Janvier Munyaneza, 14 ans, berger, au moment de la libération : « Au rassemblement, un militaire nous a expliqué en swahili : « Maintenant vous êtes sauvés, vous devez déposer ici les machettes et les couteaux. Vous n’en aurez plus besoin. » Un de chez nous a répondu : « Des machettes, on n’en a plus depuis le début. On a juste des maladies sur nous et on ne peut pas les déposer.

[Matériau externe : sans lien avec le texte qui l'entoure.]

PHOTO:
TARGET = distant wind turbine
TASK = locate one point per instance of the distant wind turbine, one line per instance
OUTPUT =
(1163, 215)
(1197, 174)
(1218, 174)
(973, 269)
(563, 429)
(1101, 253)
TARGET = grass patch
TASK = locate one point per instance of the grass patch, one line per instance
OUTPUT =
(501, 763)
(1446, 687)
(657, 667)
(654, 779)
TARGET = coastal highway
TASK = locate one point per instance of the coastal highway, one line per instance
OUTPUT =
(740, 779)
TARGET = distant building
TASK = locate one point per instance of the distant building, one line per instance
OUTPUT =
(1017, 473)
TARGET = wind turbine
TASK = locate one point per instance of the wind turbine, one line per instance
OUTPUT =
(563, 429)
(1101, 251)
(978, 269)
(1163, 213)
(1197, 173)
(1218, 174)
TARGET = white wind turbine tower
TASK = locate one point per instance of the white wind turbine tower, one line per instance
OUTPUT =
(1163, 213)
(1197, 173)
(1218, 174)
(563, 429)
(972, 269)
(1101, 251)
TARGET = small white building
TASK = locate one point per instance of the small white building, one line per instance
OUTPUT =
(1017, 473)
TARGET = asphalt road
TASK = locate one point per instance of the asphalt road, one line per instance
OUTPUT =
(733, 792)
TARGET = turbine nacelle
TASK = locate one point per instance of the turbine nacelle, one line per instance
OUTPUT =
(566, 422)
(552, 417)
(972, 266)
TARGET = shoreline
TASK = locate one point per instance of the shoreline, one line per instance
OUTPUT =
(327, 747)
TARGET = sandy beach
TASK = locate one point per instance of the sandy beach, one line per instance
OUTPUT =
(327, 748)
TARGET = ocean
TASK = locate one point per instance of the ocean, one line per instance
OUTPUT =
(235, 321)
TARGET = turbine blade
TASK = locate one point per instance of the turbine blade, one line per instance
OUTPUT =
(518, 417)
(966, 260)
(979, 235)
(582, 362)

Même des vêtements, on n’en a plus. » Moi je portais juste une culotte déchirée sur moi, la même culotte depuis le premier jour. »
Jeannette Ayinkamiye, 17 ans, cultivatrice et couturière, qui tente de survivre à son traumatisme : « Moi je sais que lorsqu’on a vu sa maman être coupée si méchamment, et souffrir si lentement, on perd à jamais une partie de sa confiance envers les autres, et pas seulement envers les interahamwe. Je veux dire que la personne qui a regardé si longtemps une terrible souffrance ne pourra plus jamais vivre parmi les gens comme auparavant, parce qu’elle se tiendra sur ses gardes. Elle se méfiera d’eux, même s’ils n’ont rien fait. Je veux dire que la mort de maman m’a le plus attristée, mais que sa longue douleur m’a le plus endommagée, et que ça ne pourra plus s’arranger. Je sais aussi, désormais, qu’un homme peut devenir d’une méchanceté inouïe très soudainement. Je ne crois pas à la fin des génocides. Je ne crois pas ceux qui disent qu’on a touché le pire de l’atrocité pour la dernière fois. Quand il y a eu un génocide, il peut y en avoir un autre, n’importe quand à l’avenir, n’importe où, au Rwanda ou ailleurs ; si la cause est toujours là et qu’on ne la connaît pas. »
Ce livre nous apporte un éclairage particulièrement humain sur des événements largement occultés (dans nos médias) et pourtant si dramatiques. Je reviendrai d’ailleurs prochainement sur ce sujet toujours brûlant.
Notes
[1] Les miliciens hutus.
[2] La bière locale.
2 commentaires :
merci pour tous tes précédentes chroniques, celui sur le procès milosevic avec de très bons liens, très riche d'enseignements.
celui-ci, un rappel contre l'oubli d'un drame qui n'a qu'à peine effleuré notre belle conscience occidentale.
Par Anonyme,à 3/11/05 15:55
Tes morceaux choisis sont vraiment interpellants dans notre humanité. On va dire que ce soir, c'est par ta lorgnette que je regarde le monde se déchirer.